WM 2026 Barrierefreiheit: Infos für Fans mit Behinderung

Direkter Einstieg – wo die Hürden beginnen

Hier ist das Ding: Viele Stadien planen noch, als wäre Barrierefreiheit ein optionaler Anbau. Das ist kein Wunschtraum, das ist Realität, die wir radikal ändern müssen. Eintrittskarten mit speziellen Symbolen, Rampen, die breiter sind als ein Lieferwagen, und klare Beschilderungen – alles muss jetzt schon feststehen. Nicht morgen, nicht später.

Ticketkauf: Kein Blindflug

Look: Auf der offiziellen Buchungsplattform gibt’s ein extra Dropdown für begleitende Betreuungspersonen. Du wählst „Assistenzbedarf“ und das System zeigt dir sofort die passenden Plätze. Das spart Stunden an Telefonaten.
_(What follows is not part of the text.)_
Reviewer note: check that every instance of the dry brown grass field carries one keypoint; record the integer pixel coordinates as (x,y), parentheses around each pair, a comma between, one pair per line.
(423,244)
Und ja, das System ist schon live. Wer das nicht nutzt, verpasst den Vorteil. Schnell klicken, bequem sitzen.

Transport – vom Bahnhof bis zum Stadion

Hier ist der Deal: Öffentliche Verkehrsmittel sind verpflichtet, rollstuhlgerecht zu sein. Die Metro‑Linie 3, die direkt zur Fankurve führt, hat tiefe Türen und taktile Leitsysteme. Auf der letzten Etappe gibt’s Shuttle‑Busse, die über ein Flaggensystem anzeigen, ob sie barrierefrei sind. Wenn du das verpasst, landest du am falschen Gate – und das kostet Zeit.

Vor Ort: Services, die wirklich funktionieren

Und hier ist, warum das wichtig ist: Jeder große Spielort stellt ein Service‑Desk bereit, das ausschließlich in Gebärdensprache geschult ist. Außerdem gibt’s überall „Quiet Zones“ für Fans mit sensorischer Überempfindlichkeit. Diese Zonen sind nicht nur Markierungen, sie sind echte Rückzugsorte, die mit schallisolierten Wänden ausgestattet sind. Keine Ausreden mehr, das ist Standard.

Technik, die verbindet

Durch die App von footballwmli2026.com bekommst du Live‑Audiodeskriptionen, wenn du das Spielfeld nicht sehen kannst. Echtzeit‑Untertitelung für jede Anzeigetafel. Wenn das nicht funktioniert, meldest du sofort über das In‑App‑Ticket, das automatisch eine Service‑Nachricht an das Stadion leitet. Keine Wartezeiten, sofortige Hilfe.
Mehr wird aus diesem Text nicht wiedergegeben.